Illinois: What we know, what we need

Profiling a "typical" meth user is not yet possible, though examining who's receiving treatment suggests they are white 20- and 30-somethings who are blue collar or unemployed, researcher Jeffrey Greene, Ph.D., of Augusta, reported to the Cass County Methamphetamine Task Force's second meeting Wednesday morning at Southwestern Michigan College.

" Support groups, such as Narcotics Anonymous, seem to be helpful as an adjunct, but they don't work as the sole source of treatment," Greene said. "Methamphetamine addiction is just too powerful. Another thing that's important is there is no pharmacological treatment at this point for meth addiction," such as methadone for heroin.

Greene has been researching the meth epidemic for two multi-county coordinating councils.

Cass County is part of the Lakeshore Coordinating Council along with Allegan County. St. Joseph, Van Buren, Barry, Branch and Kalamazoo counties constitute the Kalamazoo region.

Interacting with police officers convinced Greene that "people like us, regular citizens, underestimate how dangerous meth addicts are to the community. When you're whacked out on meth you're unpredictable, you do weird stuff. You're dangerous to yourself, you're dangerous to others, you don't take care of your kids. You do crimes. You break into places and steal things because you've got to get more money to get more meth. There's a lot of crime associated with meth other than cooking the substance.

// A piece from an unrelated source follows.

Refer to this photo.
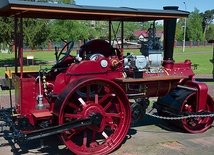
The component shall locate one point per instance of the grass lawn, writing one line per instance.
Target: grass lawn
(198, 55)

"Our police officers also say they need help lobbying for resources for prevention and treatment. Dismantling labs leaves them with less time to chase bad guys," Greene said.

"Another comment that came from a variety of folks is that we're very reactive to meth. When we find a lab it's because we stumble on it. We pull somebody over for their taillight being out and find all the ingredients in their car or something like that. Police officers I talked to estimated that for every lab we find, there are nine others we didn't."

Education "far and away is what police officers, prosecutors, medical people, treatment clinicians, virtually everybody" recommend that "we as a public need to no more," although it has gone from non-existent at the turn of the century to 57 percent responding that meth poses an "extremely serious" problem in Cass County and regionally.

"I'm not a methamphetamine content expert," Greene said, "but from all the data I collected from surveys and interviews in focus groups, what needs to happen is that people who know about methamphetamine, like Jennifer (Lester of Woodlands Addiction Center, coordinator of the task force) and Kori White-Bissot (prevention coordinator for the five-county Lakeshore Coordinating Council in Grand Haven) and community members must analyze the findings and use the data to decide how to proceed with the task force.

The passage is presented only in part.